- The California Department of Housing and Community Development (HCD) will conduct a review of San Francisco’s housing policies and practices to identify and remove barriers to the approval and construction of new housing. The review is the department’s first of a city’s housing processes.
- The cost of building housing in many U.S. cities has increased due to lengthy and complex municipal approval processes. San Francisco has the longest timeline in the state for advancing housing projects to construction and among the highest in housing and construction costs, the department said in a press release, Tuesday.
- “We are deeply concerned about processes and political decision-making in San Francisco that delay and impede the creation of housing and want to understand why this is the case,” said HCD Director Gustavo Velasquez in a statement. “We will be working with the city to identify and clear roadblocks to construction of all types of housing.”
The housing crisis is especially prevalent in California, where a 2022 statewide housing plan found the state has a need for over 2.5 million additional homes. San Francisco is considered by estimates to be the most expensive place to live in the U.S. It is also falling far short of meeting its regional lower-and moderate-income housing goals, which include adding more than 82,000 housing units by 2031, HCD stated.
Experts say restrictive land-use and zoning policies and long and complex approval processes have made constructing new housing costly and difficult, contributing to the housing shortage.
Christopher Ptomey, executive director of the Terwilliger Center for Housing at the Urban Land Institute, said in an email that in U.S. cities, the processes to build housing can be “complex and complicated,” contributing to “enormous uncertainty,” a lot of time and higher costs, which can be even more expensive in an inflationary environment.
According to HCD, San Francisco’s policies are especially onerous.
The department said it has received more complaints about San Francisco’s policies than about any other local jurisdiction in the state. Seattle, which is comparable in size, approves housing construction at three times the rate of San Francisco, the department also noted in the announcement.
HCD, with the University of California, Berkeley Institute of Urban and Regional Development, will conduct “a comprehensive analysis” of San Francisco’s approval policies and practices over the next nine months, the department stated. The review will examine discretionary decision-making patterns that have caused long delays and identify barriers to the approval and development of housing for all income levels. The department also said if it finds policies and practices in violation of state housing laws, it will pursue those violations with the state attorney general’s office.

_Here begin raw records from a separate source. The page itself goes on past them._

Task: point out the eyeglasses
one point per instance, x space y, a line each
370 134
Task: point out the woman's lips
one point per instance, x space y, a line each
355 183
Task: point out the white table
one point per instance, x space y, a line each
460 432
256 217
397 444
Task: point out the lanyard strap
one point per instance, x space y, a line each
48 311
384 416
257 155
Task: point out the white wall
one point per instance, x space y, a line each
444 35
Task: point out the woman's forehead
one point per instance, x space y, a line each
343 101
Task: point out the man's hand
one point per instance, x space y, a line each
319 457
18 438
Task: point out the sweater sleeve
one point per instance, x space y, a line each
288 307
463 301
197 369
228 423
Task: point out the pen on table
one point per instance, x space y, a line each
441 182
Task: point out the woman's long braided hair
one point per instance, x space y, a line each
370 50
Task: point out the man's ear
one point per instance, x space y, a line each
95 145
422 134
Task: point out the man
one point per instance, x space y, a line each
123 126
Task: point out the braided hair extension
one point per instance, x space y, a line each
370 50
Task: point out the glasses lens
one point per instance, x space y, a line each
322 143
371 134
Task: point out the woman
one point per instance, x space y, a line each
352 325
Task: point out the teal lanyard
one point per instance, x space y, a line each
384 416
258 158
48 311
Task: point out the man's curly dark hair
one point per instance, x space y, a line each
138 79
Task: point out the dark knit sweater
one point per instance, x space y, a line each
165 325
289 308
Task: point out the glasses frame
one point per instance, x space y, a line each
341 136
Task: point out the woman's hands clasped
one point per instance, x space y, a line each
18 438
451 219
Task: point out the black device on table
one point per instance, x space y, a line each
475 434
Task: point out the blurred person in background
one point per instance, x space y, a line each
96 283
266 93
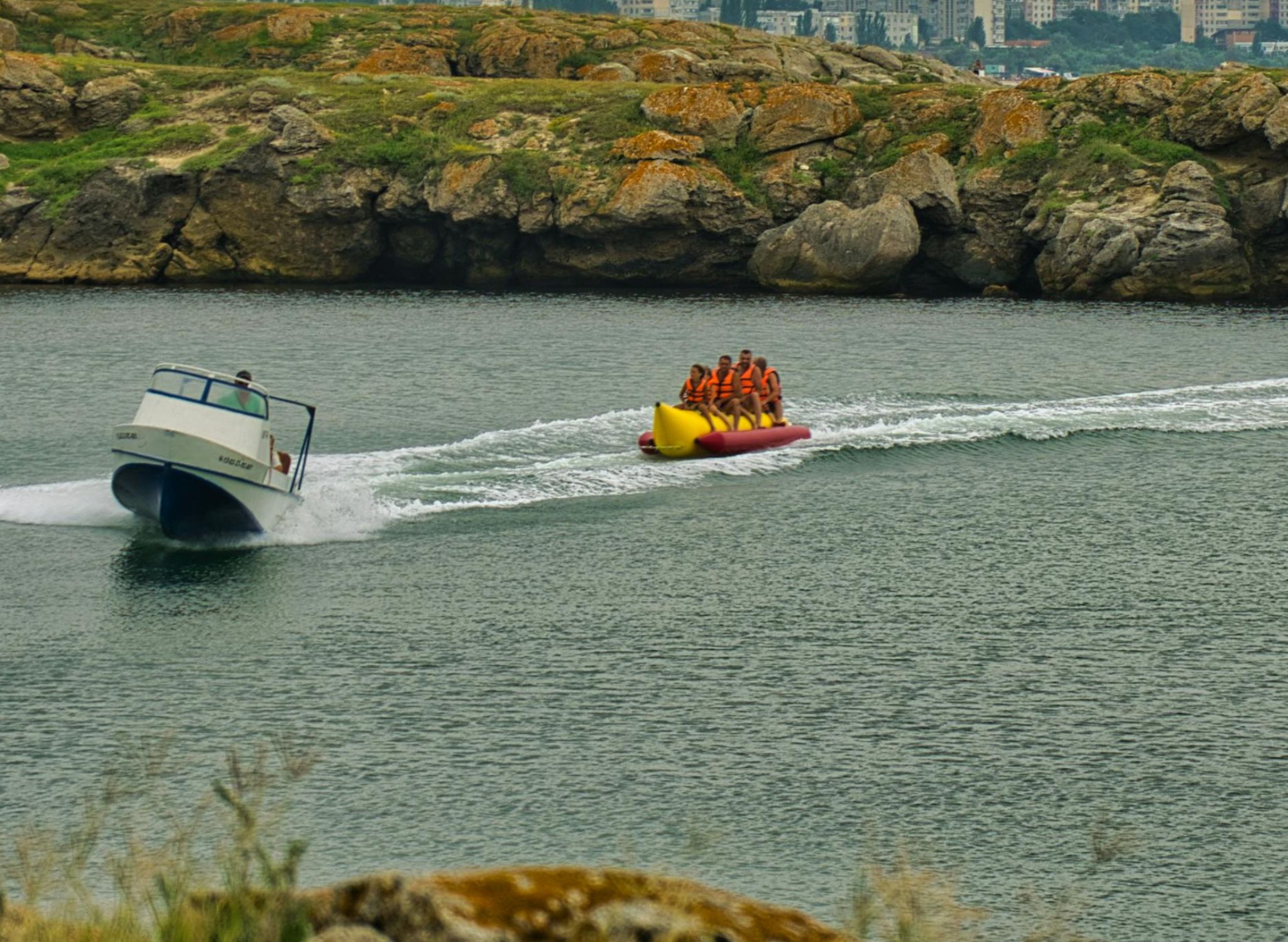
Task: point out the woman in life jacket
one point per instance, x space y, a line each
770 390
699 393
726 398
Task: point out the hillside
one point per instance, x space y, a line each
364 144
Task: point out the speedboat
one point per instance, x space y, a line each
685 434
200 458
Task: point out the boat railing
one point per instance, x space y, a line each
298 474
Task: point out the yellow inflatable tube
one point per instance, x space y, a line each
675 430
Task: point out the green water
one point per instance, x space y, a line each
1025 576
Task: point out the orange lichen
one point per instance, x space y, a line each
1008 119
657 146
405 61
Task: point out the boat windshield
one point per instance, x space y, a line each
205 389
237 398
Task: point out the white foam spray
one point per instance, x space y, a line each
353 497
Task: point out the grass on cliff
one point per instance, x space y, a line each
56 170
213 877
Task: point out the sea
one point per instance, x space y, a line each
1015 613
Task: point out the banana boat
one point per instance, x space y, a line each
683 434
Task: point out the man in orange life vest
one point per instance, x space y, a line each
750 384
770 390
724 391
697 391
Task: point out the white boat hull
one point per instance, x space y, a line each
196 489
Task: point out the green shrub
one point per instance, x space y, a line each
1031 161
526 173
740 165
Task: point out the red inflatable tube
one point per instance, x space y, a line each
753 439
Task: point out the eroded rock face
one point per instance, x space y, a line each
795 115
270 229
34 102
706 111
1216 111
1009 119
832 247
1179 246
117 229
990 246
105 102
924 179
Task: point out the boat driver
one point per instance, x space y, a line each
241 401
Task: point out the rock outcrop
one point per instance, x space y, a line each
795 115
34 102
1175 246
553 904
924 179
832 247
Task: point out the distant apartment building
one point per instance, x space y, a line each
1040 12
780 22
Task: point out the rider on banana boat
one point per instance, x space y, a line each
726 398
770 390
750 382
697 391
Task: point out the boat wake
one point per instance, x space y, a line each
352 497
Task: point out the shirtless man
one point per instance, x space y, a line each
750 382
772 390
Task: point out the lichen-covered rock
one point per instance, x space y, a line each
1008 119
106 102
297 133
294 24
665 65
557 905
832 247
658 146
800 114
272 229
606 72
1179 246
1140 94
1219 111
185 26
505 50
707 111
34 102
405 60
1275 125
924 179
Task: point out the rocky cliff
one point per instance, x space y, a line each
528 149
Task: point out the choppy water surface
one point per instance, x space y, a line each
1027 576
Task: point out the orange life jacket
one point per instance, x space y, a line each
724 387
697 394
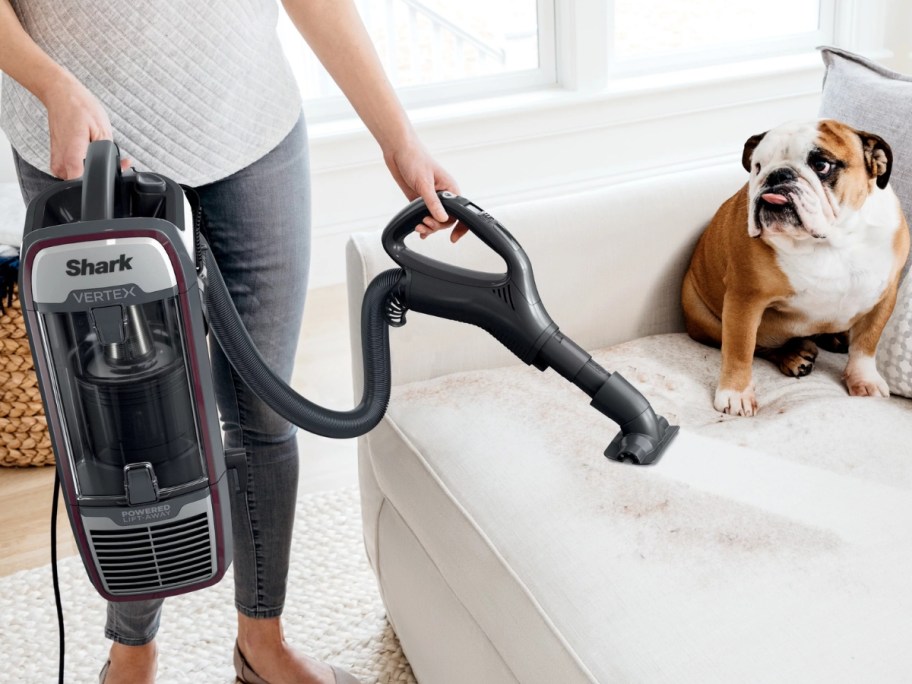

Experts agree that the state’s probe could make building more housing in the city more cost-efficient.
Ptomey said states and cities “should work together to streamline entitlement processes and limit development costs to enable the delivery of more housing units, particularly at rents and prices affordable to moderate- and lower-income households.”
Carl Gershenson, project director at The Eviction Lab at Princeton University, said he’s seen a lot of “great” housing development proposals in U.S. cities get scaled back in size or have their affordability component eliminated or reduced during a “grueling process” of community meetings and zoning and architectural review board meetings.
“I think that our city governments make it harder and it reduces the amount of housing available and it drives up the cost to build,” he said.